Hacker News new | ask | show | jobs
by antpls 2484 days ago
After reading all your links, I'm still not sure why or where Differential Privacy is needed.

1) How could aggregated data (means, average, min max) be used by attackers? Aren't aggregated data already private? For example, the Google postgres extension returns aggregated data, why is DP required here?

2) In the case of sharing entire databases, if all the PII are removed, why does it matter that we can match two records from two databases? Yes we can do correlation between 2 databases, but if PII were not gathered and stored at all in any database, there would be no privacy issue in the first place.

1 comments

Good questions =)

1) Note that the "min/max" example trivially leaks individual information: for example, releasing the max salary of employees of a company leaks the salary of the CEO. More generally, there have been numerous attacks on privacy notions purely based on aggregate data. One of my favorite is this one: https://blog.acolyer.org/2017/05/15/trajectory-recovery-from...

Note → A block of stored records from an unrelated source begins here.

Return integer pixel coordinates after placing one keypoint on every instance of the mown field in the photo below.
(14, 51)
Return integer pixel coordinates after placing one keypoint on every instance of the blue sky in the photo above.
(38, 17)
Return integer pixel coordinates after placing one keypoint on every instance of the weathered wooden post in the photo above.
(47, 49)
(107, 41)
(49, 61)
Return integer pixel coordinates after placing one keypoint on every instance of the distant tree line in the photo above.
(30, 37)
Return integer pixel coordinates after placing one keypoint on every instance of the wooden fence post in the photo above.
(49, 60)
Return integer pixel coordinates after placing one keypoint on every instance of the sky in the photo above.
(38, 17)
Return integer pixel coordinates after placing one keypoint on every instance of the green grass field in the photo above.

2) Typically, PII is not the only thing that can be used to reidentify someone, and matching records from different databases can sometimes infer sensitive information about people. One example: https://www.cs.cornell.edu/~shmat/netflix-faq.html

If you haven't already...

Applying differential privacy to that Netflix case study would be a terrific exercise.

I'm still not convinced, but I guess I'm lacking critical technical background to grasp it.

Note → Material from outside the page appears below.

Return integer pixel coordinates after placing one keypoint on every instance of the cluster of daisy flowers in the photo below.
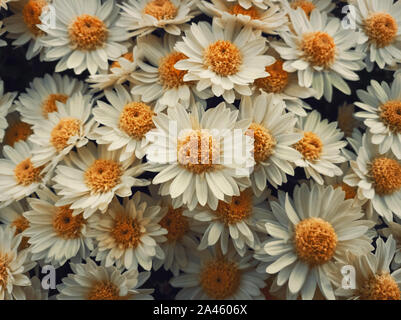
(183, 136)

1) The CEO example isn't really a good one to me, given the wealth inequalities in the world, leaking CEO's salary is almost desirable... I tried to read the blogpost and paper about mobile data location. At one point they talk about aggregated data, but then in the paper : "This dataset is collected by a major mobile network operator in China. It is a large-scale dataset including 100,000 mobile users with the duration of one week, between April 1st and 7th, 2016. It records the spatiotemporal information of mobile subscribers when they access cellular network (i.e., making phone calls, sending texts, or consuming data plan). It also contains anonymous user identification, accessed base sta- tions and timestamp of each access.". So... the data is not really "aggregated"? The dataset literally lists some user IDs.

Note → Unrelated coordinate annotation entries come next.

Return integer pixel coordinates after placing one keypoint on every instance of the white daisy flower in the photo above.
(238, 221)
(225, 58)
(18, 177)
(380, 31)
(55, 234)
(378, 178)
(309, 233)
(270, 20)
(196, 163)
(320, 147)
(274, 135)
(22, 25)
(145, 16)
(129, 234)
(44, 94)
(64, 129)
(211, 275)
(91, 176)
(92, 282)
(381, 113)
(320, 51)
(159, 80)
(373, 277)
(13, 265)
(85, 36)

2) If I'm fired because my boss didn't like my history of movie, then it can probably be defended in court, depending on the country. I could also find another boss who has a natural sense of ethic and who doesn't judge me for what I watch.

Thank you for the links anyway. I will look at them again in a few day to see if I missed something

"The CEO example isn't really a good one to me, given the wealth inequalities in the world, leaking CEO's salary is almost desirable... "

Your value judgement about a potential attack vector doesn't disqualify that it is an attack vector.